Notons qu’avec la Namibie, l’Angola fait partie des deux seuls pays de la rive atlantique qui n’ont pas intégré le Processus des États africains atlantiques. Manifestement, ce ne sera plus le cas. Toujours est-il, juste après la clôture des travaux de cette commission mixte, démarre la troisième réunion ministérielle du Processus des États africains atlantiques (PEAA), réunie mercredi 12 juillet à Rabat, avec la participation de 21 pays africains riverains de l’Atlantique.

Une quinzaine de ces pays sont représentés au niveau ministériel. La finalité de cette nouvelle réunion est de consolider l’élan politique de ce partenariat africain innovant. Cette initiative vise, aussi, à faire de l’espace africain atlantique «une zone de paix, de stabilité et de prospérité partagée», comme le souligne le ministère des Affaires étrangères, tout en précisant que cette troisième édition fait suite à deux réunions ministérielles tenues respectivement à Rabat et à New York, en 2022.
La première réunion ministérielle, tenue à Rabat le 8 juin 2022, s’est soldée, rappelons-le, par la «Déclaration de Rabat I», qui a souligné l’engagement politique des pays africains atlantiques pour mettre en œuvre leur partenariat visant à raffermir les liens de coopération et d’intégration entre les pays africains riverains de l’océan Atlantique, en vue de consolider la paix, la stabilité et la prospérité partagée dans la région. La deuxième édition de la réunion ministérielle, qui a eu lieu à New York le 23 septembre 2022, a lancé les travaux sur le Programme d’action, qui constitue une feuille de route pour permettre aux pays membres de cette initiative de réaliser leurs objectifs communs autour de trois priorités stratégiques : Dialogue politique et de sécurité, l’Économie bleue, la connectivité maritime et l’énergie et la Protection et la conservation de l’environnement marin.
Une semaine africaine, pour ainsi dire, pour la diplomatie marocaine, sachant que lundi 10 juillet s’est tenue également à Dakhla – le choix du lieu n’est pas anodin-, la 7e session de la Commission mixte de coopération Maroc-Guinée. Réunion qui constitue un témoignage de la nouvelle dynamique que les deux pays entendent imprimer à leurs relations.

Sur le volet parlementaire, cette fois, une autre «Déclaration de Rabat», signée par les présidents des commissions des Affaires étrangères des Parlements africains, a proposé la création du Forum les réunissant. Au long des interventions, lors d’un colloque de deux jours, tenu à Rabat, les législateurs africains n’ont cessé de mettre l’emphase sur le nexus terrorisme/séparatisme/criminalité qui menacent plusieurs régions du continent.
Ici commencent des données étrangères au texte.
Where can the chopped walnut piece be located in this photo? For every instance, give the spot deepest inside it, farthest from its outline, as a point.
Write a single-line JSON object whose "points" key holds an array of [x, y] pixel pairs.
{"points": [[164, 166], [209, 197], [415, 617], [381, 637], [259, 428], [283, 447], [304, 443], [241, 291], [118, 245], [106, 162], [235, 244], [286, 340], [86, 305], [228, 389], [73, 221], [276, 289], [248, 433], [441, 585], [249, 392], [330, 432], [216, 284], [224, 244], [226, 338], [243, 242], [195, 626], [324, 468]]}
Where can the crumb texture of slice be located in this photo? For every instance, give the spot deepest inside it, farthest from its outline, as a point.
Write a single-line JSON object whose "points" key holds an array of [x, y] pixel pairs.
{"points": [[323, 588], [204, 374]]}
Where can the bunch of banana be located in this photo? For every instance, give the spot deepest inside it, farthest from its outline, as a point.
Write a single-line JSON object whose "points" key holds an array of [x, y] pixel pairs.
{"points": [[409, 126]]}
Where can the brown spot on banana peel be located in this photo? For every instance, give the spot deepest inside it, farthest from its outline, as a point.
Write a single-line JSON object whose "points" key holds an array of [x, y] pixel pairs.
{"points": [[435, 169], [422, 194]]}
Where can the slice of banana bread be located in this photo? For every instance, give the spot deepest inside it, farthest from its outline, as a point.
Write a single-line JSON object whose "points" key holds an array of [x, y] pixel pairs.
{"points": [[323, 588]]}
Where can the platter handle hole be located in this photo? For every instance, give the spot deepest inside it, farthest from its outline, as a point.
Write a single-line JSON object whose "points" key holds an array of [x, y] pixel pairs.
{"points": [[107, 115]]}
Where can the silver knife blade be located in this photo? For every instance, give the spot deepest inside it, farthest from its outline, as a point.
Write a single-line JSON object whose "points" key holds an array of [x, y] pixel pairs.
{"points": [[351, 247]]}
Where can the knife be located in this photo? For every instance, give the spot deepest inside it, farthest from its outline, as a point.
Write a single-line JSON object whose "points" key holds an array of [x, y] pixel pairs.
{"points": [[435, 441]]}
Rome, Berlin… Bourita en terres conquises
Entre Rabat et Berlin, les relations sont au beau fixe. Après une brouille de près d’une année entre les deux pays, l’Allemagne a reconsidéré sa position sur la question du Sahara. Ce qui ouvre la voie à une dynamique remarquée des rapports économiques, mais aussi politiques entre les deux États. Lors d’une récente visite du ministre des Affaires étrangères en Allemagne, les deux pays se sont félicités de leurs relations étroites et amicales, ainsi que de la dynamique positive qui caractérise la relation bilatérale depuis l’adoption de la déclaration conjointe, en août 2022, qui constitue une feuille de route pour le renforcement de ces relations dans tous les domaines. Les deux pays vont d’ailleurs lancer, l’année prochaine, le Dialogue stratégique multidimensionnel, tel que prévu dans cette déclaration.
Pour l’Italie, pays dans lequel s’est également rendu le chef de la diplomatie, le Maroc est un partenaire stratégique pour la sécurité de la Méditerranée, avec lequel il est essentiel de travailler pour la stabilité et la prospérité de la région.
«Le Maroc est un pays essentiel dans notre voisinage méridional, qui peut toujours compter sur l’Italie en tant que pays ami au sein de l’Union européenne», a souligné le chef de la diplomatie italienne.
Le vice-Premier ministre italien, Antonio Tajani, également titulaire du portefeuille des Affaires étrangères, a, dans ce sens, souligné «la ferme volonté» de son gouvernement d’approfondir les relations bilatérales, en concrétisant pleinement l’ambitieux plan d’action pour la mise en œuvre du Partenariat stratégique multidimensionnel.